The Queensland Government’s 2032 Taskforce, in its Value Proposition Assessment of 2019, suggested the Games could run on a budget of $4.5 billion “at no cost to the State” taking into account IOC contributions and domestic revenues such as ticketing and merchandising.
Economic benefits for Queensland have been estimated at $7.4 billion.
Projecting Games budgets — both costs and benefits — has been a notoriously difficult and imprecise science, and that was before the globe had to deal with an unexpected pandemic.
The Taskforce estimated there would be an uplift in tourism stemming from the Games between 2020 and 2036 worth an expected $20.2 billion in visitor expenditure.
That figure is already incredibly out of date, with the COVID-19 pandemic at its height estimated to have cost the state around $6 million tourism dollars each day.
Take a look at Tokyo.
Originally it estimated a Games budget of $7.5 billion. It is now reportedly at more than $25 billion, although it’s not expected that Brisbane 2032 will suffer the same devastating impact that Tokyo felt, with its Games delayed by a year as coronavirus swept the globe.
But who is to say what the world will look like in 2032?
As economic strength of the US gives way to a new world order, with China sitting in pole position, the geopolitical environment will have shifted monumentally.
Just as Tokyo has learned from single-sport events that have developed lessons in dealing with COVID, Brisbane 2032 will benefit from austerity measures Tokyo will have to implement in delivering its delayed Games from this July.

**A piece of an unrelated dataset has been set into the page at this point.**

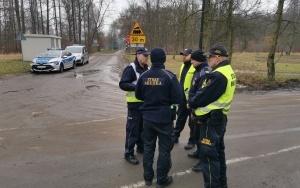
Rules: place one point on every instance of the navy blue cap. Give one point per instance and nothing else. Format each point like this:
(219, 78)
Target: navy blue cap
(142, 50)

The IOC will observe that more is not necessarily better, and that moral responsibility has its own benefits.
Allegations of gigantism and an event that had lost touch with the global reality may dissipate if Tokyo’s delivery of the Olympic and Paralympic Games shines a different light on how it can be done.
Adjustments like the ‘fly-in fly-out as you compete’ model will stay, meaning the thousands of athletes and officials that have all been accommodated for the duration of the Games are a thing of the past.
That alone reduces costs on accommodation, hospitality, transport and other services with a huge impact on the bottom line.
Queensland’s “whole of state” approach will also lessen the burden on Brisbane and South East Queensland specifically with training centres and competition hubs planned for other regions.
The IOC is impressed that there will be no ‘white elephants’ left as 90 per cent of venues are already in existence or will be of a temporary nature.
The fact Queensland has overlaid its Games plans on a larger strategy of population growth and expected infrastructure requirements means the Olympics won’t so much be a burden on the already existing stresses of a city but may help in alleviating the growing pains of a state on the move.
In the words of John Coates, Brisbane today is “in the box seat”.